John McCain says he will include Democrats in his cabinet.
Hey, wait a second, that is essentially what George Bush did! Of course, in Bush's case, the lefties in his administration called themselves "neocon" and swore personal fealty to Bush in their grasp for power and thier cut of that ever so sweet government manna that comes from the like of Fannie Mae.
McCain's promise of overt bipartisanship is a welcome change.
Both Bush and Clinton tried the ruse of covert bipartisanship. The strategy of the fiscally conservative Democrat and compassionate conservative was an attempt to steal issues from their opponents with the notion that through such schizophrenic action, they could buy unending power. Elinor Burkett's Baby Boon shows how Clinton sold out the feminist constituency for a power grab at the family friendly center.
Bush shouted down fiscal conservatives in the Republican party, and committed the a sin in the eyes of the traditional Republican of invading Iraq without really thinking through the end game. Both the Powell Doctrine and Constitution of the United States demand greater scrutiny before engaging in things such as war.
The idea of invading a country in order to effect some sort of nebulous change is the antithesis of traditional Republican thought.
Bush and Clinton were both centrist candidates. The candidates wanted their names associated with the center. The problem with this type of character is that, when they make compromises, the candidates are so eager to get their name associated with the centrist legislation that they fail to acknowledge compromises as compromises. They fail to give credit to their opponents.
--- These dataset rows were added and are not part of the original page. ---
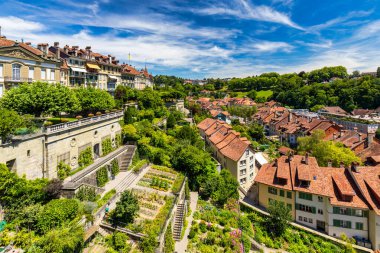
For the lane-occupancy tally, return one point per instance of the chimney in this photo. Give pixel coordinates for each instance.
(354, 167)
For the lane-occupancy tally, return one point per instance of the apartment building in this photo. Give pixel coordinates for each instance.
(22, 63)
(232, 151)
(332, 200)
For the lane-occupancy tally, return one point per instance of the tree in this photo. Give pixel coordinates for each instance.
(170, 123)
(279, 218)
(41, 97)
(9, 122)
(126, 208)
(94, 100)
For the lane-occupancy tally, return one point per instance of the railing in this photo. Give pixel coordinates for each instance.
(17, 79)
(82, 122)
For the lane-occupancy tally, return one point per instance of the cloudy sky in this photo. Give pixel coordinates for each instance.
(208, 38)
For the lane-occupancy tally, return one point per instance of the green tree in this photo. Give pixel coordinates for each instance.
(279, 218)
(9, 122)
(126, 208)
(170, 123)
(94, 100)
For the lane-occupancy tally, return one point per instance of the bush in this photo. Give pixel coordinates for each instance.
(56, 212)
(85, 157)
(115, 167)
(63, 170)
(102, 176)
(106, 146)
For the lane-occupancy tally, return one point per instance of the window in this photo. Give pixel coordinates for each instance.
(342, 223)
(305, 208)
(43, 74)
(16, 72)
(31, 72)
(306, 196)
(52, 74)
(359, 226)
(272, 190)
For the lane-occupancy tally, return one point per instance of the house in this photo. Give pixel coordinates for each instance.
(327, 199)
(232, 151)
(22, 63)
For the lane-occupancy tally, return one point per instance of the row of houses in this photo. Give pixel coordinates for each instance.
(232, 151)
(333, 200)
(20, 62)
(288, 125)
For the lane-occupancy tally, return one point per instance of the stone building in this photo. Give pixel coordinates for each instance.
(37, 155)
(22, 63)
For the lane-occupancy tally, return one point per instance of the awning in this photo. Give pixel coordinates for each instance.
(78, 70)
(92, 66)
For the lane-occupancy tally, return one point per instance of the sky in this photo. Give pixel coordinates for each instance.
(208, 38)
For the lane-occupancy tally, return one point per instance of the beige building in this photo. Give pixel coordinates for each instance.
(22, 63)
(37, 155)
(231, 150)
(332, 200)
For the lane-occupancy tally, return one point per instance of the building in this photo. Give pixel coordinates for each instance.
(136, 79)
(232, 151)
(37, 155)
(22, 63)
(332, 200)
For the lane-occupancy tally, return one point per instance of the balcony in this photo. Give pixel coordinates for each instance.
(16, 79)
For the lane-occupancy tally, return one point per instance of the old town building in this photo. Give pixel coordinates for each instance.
(22, 63)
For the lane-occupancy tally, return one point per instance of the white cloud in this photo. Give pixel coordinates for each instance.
(245, 10)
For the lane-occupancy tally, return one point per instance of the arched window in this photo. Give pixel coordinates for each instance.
(16, 72)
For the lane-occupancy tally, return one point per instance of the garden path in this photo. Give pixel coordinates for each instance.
(181, 246)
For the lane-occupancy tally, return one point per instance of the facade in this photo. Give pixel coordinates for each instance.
(136, 79)
(22, 63)
(231, 150)
(332, 200)
(37, 155)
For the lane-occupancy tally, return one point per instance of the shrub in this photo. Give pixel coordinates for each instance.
(115, 167)
(106, 146)
(85, 157)
(63, 170)
(102, 176)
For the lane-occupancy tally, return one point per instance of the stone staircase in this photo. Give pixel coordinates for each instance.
(126, 182)
(126, 158)
(179, 220)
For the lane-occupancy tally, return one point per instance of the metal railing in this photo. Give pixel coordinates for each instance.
(82, 122)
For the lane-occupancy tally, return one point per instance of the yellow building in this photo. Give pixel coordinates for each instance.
(22, 63)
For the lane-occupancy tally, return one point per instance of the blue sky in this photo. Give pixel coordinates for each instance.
(208, 38)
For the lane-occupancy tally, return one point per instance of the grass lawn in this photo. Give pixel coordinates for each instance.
(264, 93)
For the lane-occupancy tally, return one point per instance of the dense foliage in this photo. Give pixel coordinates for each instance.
(326, 151)
(126, 208)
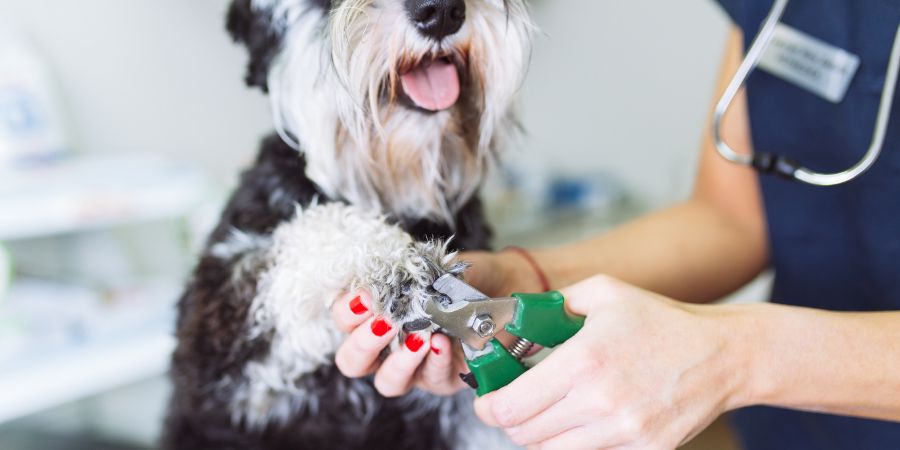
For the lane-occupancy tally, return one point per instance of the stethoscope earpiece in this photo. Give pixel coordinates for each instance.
(772, 164)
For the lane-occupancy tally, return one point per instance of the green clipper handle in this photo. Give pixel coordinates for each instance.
(539, 318)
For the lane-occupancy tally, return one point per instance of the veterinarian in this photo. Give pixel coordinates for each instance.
(819, 368)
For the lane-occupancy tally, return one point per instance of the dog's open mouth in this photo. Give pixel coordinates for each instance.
(433, 84)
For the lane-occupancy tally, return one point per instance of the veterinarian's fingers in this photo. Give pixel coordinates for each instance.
(351, 310)
(440, 374)
(398, 371)
(358, 355)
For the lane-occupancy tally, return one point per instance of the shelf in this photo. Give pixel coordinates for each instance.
(91, 343)
(91, 192)
(79, 372)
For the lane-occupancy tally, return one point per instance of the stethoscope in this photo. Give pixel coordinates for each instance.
(774, 164)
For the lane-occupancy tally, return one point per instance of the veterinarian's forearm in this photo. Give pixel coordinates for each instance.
(699, 250)
(841, 363)
(691, 252)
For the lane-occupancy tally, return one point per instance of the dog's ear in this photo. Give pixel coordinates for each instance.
(255, 28)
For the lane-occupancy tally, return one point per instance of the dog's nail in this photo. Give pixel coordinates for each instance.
(414, 342)
(380, 327)
(357, 307)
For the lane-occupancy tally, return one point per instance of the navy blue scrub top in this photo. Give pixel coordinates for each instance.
(835, 248)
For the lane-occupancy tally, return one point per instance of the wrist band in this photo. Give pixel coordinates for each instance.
(542, 277)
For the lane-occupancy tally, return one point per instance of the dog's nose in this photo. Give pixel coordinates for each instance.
(437, 19)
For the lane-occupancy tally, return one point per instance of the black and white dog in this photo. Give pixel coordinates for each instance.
(387, 112)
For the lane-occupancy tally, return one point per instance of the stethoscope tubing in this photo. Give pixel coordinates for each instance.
(769, 163)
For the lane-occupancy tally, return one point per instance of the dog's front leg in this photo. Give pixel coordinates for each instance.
(279, 289)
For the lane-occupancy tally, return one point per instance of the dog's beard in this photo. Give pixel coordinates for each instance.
(336, 92)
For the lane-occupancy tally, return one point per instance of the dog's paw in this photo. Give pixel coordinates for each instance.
(401, 296)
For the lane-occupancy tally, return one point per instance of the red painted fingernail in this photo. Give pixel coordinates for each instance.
(380, 327)
(357, 307)
(414, 342)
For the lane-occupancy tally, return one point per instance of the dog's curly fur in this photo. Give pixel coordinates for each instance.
(254, 367)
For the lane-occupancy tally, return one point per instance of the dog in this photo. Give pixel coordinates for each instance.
(388, 114)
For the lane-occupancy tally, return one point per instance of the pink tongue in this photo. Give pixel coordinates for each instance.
(435, 87)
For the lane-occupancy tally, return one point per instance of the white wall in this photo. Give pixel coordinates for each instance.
(618, 85)
(623, 86)
(149, 75)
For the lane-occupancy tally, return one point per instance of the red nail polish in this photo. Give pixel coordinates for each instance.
(357, 307)
(380, 327)
(414, 342)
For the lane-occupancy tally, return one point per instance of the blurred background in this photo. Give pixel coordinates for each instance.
(124, 125)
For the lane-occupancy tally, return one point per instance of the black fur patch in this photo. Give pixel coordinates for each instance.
(213, 347)
(257, 31)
Sucn an approach to politics makes members of the opposition party feel cut out and belittled and leads to angry self destructive politics.
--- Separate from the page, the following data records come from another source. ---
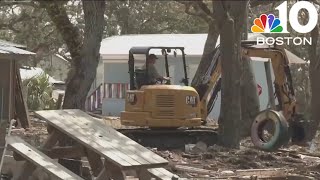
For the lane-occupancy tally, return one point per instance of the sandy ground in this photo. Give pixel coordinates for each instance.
(218, 159)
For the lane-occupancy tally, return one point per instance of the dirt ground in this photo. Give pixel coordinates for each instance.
(218, 160)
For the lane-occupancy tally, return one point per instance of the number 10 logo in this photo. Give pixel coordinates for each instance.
(270, 24)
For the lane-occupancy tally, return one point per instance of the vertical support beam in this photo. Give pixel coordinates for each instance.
(11, 90)
(269, 83)
(95, 162)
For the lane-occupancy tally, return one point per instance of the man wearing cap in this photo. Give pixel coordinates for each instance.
(152, 71)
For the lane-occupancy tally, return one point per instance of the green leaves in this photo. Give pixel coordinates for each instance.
(39, 93)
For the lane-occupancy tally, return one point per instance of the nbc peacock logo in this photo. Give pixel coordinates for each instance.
(267, 24)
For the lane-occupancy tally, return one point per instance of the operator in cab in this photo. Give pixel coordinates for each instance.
(153, 74)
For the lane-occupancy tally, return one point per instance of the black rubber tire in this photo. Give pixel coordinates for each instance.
(280, 133)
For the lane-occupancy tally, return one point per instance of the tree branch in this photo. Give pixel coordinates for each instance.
(200, 9)
(255, 3)
(69, 32)
(24, 3)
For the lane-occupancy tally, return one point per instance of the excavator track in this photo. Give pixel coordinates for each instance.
(171, 138)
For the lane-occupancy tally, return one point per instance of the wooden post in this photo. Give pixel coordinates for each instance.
(270, 86)
(59, 101)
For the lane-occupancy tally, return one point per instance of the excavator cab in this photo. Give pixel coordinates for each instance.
(139, 76)
(160, 105)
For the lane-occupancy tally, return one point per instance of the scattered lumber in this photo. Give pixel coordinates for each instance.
(272, 173)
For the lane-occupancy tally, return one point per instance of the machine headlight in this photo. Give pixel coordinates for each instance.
(131, 98)
(191, 100)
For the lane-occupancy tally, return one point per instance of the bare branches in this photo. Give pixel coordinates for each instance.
(198, 8)
(69, 32)
(255, 3)
(24, 3)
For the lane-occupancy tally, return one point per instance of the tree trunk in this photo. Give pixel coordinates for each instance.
(85, 56)
(314, 72)
(83, 69)
(231, 19)
(207, 56)
(250, 105)
(230, 113)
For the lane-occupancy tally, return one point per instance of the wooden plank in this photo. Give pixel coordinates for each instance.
(58, 153)
(52, 139)
(38, 158)
(113, 136)
(162, 174)
(94, 161)
(95, 143)
(131, 147)
(59, 101)
(101, 134)
(20, 103)
(92, 138)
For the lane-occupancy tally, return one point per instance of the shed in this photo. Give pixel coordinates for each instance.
(112, 79)
(10, 89)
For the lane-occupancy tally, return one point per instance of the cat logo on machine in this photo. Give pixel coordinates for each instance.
(131, 98)
(191, 100)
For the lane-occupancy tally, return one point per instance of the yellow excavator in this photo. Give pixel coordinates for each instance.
(167, 109)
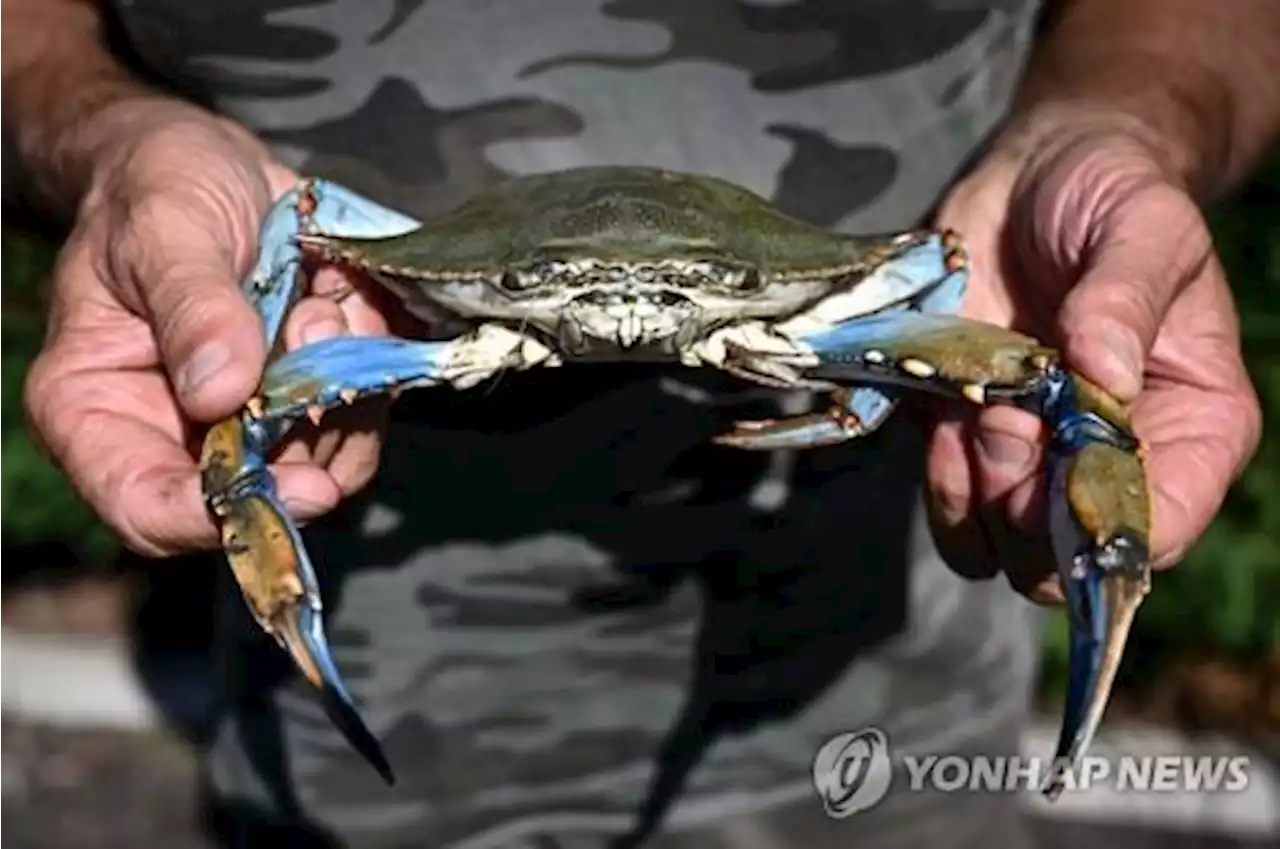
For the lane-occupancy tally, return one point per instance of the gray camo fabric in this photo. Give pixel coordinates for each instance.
(571, 620)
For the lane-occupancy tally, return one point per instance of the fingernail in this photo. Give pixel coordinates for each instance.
(1005, 450)
(321, 329)
(208, 361)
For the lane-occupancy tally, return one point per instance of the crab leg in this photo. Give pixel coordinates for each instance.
(261, 543)
(1100, 514)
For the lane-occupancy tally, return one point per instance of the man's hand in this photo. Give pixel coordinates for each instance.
(150, 332)
(1086, 240)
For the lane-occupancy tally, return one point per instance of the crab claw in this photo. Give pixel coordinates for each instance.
(1097, 524)
(265, 552)
(854, 412)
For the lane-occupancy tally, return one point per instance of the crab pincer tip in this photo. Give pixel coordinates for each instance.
(306, 642)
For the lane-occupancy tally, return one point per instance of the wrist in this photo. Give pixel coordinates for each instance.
(1055, 129)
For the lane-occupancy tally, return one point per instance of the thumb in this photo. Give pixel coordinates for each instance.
(210, 337)
(1146, 251)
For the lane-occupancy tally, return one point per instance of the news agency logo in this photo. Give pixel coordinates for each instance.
(853, 772)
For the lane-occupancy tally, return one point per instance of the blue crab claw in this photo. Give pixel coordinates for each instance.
(261, 542)
(851, 414)
(1097, 524)
(1100, 511)
(270, 564)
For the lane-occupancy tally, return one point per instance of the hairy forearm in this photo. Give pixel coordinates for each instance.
(1201, 78)
(64, 99)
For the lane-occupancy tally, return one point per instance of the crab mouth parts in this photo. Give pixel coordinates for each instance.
(629, 319)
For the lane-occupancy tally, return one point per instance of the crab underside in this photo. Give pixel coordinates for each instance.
(639, 264)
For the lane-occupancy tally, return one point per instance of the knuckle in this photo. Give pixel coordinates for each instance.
(41, 398)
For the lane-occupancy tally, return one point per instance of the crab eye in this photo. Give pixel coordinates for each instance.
(517, 282)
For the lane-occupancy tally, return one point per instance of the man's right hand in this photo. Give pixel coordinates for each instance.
(150, 333)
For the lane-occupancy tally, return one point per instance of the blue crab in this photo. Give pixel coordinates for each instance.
(613, 264)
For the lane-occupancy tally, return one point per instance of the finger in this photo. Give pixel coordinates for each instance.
(952, 502)
(1151, 246)
(119, 439)
(209, 336)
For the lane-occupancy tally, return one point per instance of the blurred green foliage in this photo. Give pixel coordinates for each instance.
(1224, 598)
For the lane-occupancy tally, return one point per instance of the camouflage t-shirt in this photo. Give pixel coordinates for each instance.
(561, 608)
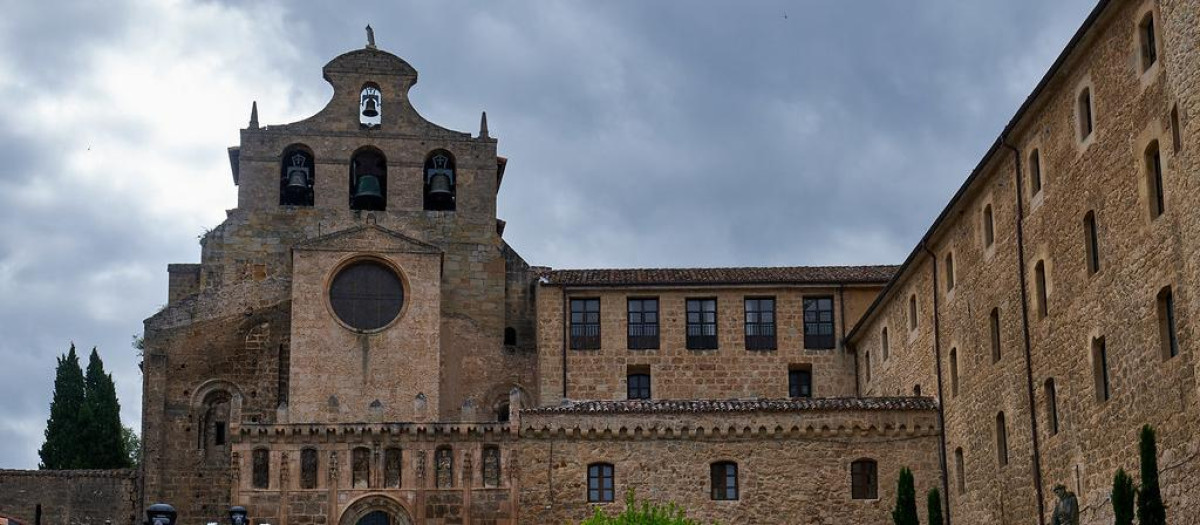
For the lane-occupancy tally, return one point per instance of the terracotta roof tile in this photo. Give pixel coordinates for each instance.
(735, 405)
(762, 275)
A better approach to centrism and compromise is to keep one's message clear and to openly acknowledge compromises.
Back to McCain. McCain's decision to draw cabinet members might be a good sign. A cabinet that overtly acknowledges that it is drawing ideas from different ideological traditions might help our leaders maintain the integrity of their message.
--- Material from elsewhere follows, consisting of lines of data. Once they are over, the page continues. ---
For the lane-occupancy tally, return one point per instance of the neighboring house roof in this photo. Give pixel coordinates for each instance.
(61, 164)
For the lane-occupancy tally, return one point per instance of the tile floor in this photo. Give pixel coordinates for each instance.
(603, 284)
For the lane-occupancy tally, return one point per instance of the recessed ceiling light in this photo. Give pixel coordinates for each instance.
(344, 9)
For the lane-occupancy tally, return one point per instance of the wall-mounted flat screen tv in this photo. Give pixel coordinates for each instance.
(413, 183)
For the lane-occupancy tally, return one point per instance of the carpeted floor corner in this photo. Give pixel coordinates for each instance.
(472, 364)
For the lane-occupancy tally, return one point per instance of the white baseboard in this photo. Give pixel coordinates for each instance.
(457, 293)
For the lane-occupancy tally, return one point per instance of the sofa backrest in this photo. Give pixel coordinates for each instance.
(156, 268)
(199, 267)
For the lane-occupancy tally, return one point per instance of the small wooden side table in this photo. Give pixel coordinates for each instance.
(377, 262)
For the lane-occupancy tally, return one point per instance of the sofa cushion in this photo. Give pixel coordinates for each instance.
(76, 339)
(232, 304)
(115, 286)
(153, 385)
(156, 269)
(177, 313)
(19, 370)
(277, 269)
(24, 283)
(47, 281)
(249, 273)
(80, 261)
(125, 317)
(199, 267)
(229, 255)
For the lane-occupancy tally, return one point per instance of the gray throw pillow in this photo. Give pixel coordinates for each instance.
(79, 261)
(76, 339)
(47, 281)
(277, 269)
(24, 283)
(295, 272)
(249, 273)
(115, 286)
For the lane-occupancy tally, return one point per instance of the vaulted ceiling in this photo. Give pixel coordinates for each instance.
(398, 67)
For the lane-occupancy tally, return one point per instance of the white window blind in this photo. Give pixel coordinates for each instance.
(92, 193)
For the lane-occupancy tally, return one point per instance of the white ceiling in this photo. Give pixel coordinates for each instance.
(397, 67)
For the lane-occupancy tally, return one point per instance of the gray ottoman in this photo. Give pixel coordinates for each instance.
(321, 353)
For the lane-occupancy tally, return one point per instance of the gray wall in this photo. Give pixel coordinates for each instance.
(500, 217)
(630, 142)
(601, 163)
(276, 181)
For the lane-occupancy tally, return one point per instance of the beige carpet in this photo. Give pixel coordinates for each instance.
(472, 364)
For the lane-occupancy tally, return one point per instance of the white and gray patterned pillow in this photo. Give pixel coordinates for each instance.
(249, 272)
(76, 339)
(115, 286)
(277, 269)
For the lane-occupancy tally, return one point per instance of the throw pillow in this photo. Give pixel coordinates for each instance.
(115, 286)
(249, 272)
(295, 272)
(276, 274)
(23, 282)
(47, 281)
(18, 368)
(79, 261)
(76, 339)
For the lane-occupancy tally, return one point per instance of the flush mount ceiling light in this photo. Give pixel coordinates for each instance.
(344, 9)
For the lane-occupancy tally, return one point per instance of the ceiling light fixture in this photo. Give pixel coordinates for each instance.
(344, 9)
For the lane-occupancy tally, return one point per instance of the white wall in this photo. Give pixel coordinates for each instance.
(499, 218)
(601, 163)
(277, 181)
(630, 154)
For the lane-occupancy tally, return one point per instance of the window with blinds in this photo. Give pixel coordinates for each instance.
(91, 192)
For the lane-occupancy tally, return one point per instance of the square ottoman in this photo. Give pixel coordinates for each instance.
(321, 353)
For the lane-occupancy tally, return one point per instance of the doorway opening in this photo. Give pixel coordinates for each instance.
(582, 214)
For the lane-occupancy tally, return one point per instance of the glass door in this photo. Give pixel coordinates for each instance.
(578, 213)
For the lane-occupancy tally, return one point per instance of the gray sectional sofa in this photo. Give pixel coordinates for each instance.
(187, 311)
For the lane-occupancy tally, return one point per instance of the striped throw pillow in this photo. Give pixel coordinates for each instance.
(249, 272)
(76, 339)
IMHO, bipartisan efforts do better when the players openly acknowledge who they are, and overtly engage in discourse. In such a situation, the compromises are clear and different parties feel engaged. Efforts fail when politics is about backstabbing and undermining others in the grub for power and those ever so lucrative connections to Fannie and Freddie.
I think McCain is one of the few politicians who could pull off a mixed cabinet. I don't think Obama has experience at this point in his career to pull off a bipartisan cabinet. I don't think Bush had the clarity of vision to pull off a bipartisan cabinet either.